Almodóvar non ci parla però soltanto di amore ed attrazione fisica tra l’uno e l’altro sesso, ma dedica inoltre particolare attenzione all’amore dell’essere umano verso l’arte, in questo caso l’arte cinematografica, e lo fa non solo in maniera plateale e conforme alla narrazione attraverso il personaggio del regista Máximo Espejo, ossessionato anch’esso dalla bellezza di Marina, ma ne compie altresì un interessante sviluppo attraverso il linguaggio prettamente cinematografico, facendo della macchina da presa l’oggetto indispensabile per appagare il proprio voyeurismo. Analogamente ad uno pionieri della New Hollywood quale Brian De Palma, anche Pedrito considera il porno come un valido espediente per dare sfogo alle proprie pulsioni voyerstiche, riuscendo tuttavia a mantenerne il distacco quando si trova a girare un’intensa scena di sesso tra Ricky e Marina che verrà sicuramente ricordata come una delle più significative e curiose della cinematografia anni ’90.
L’efficacia dimostrata dal punto di vista stilistico e tecnico, con un’ottima colonna sonora firmata dal nostro Ennio Morricone, è consolidata inoltre da ottime interpretazioni da parte di tutti gli interpreti, con una doverosa nota di merito ai due protagonisti: Antonio Banderas e Victoria Abril, artefici di due performance tanto bizzarre da sembrare quasi fumettistiche ma indubbiamente emozionanti.

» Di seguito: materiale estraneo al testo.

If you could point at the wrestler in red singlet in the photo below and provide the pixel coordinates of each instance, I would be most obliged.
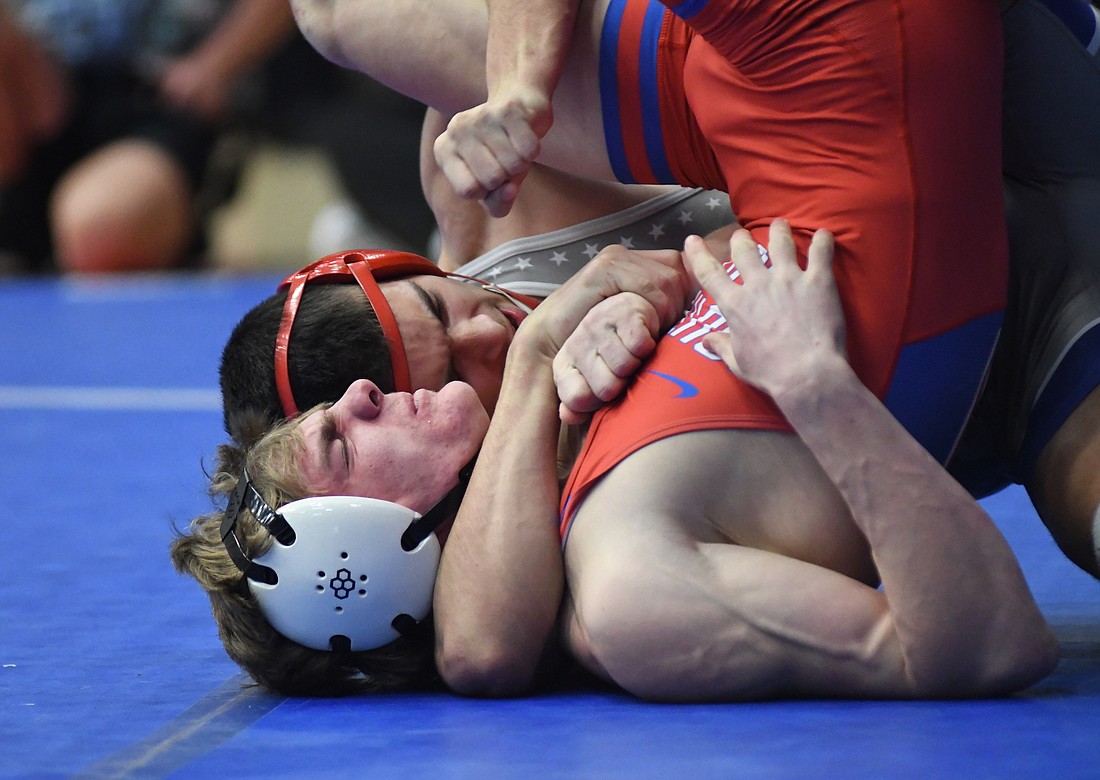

Da sottolineare il fatto che, Banderas, sino ad allora uno degli attori feticcio di Almodóvar, al termine delle riprese ha definitivamente abbandonato (a livello professionale) la natia Spagna andando alla ricerca del Sogno Americano, divenendo in tutto e per tutto un divo di Hollywood.

La non indifferente complessità del ruolo e la meticolosa preparazione a cui si è dedicato lo spinsero infatti a lasciare da parte i personaggi ‘difficili’ come il suo Ricky a favore di ruoli dallo stampo dichiaratamente commerciale.
Per i seguaci del cinema Almodóvariano più sperimentale ma come sempre appassionato, questa commedia totalmente sui generis, se confrontata con gli attuali format dell’industria cinematografica statunitense ed europea, rappresenterà certamente un’autentica gioia per gli occhi.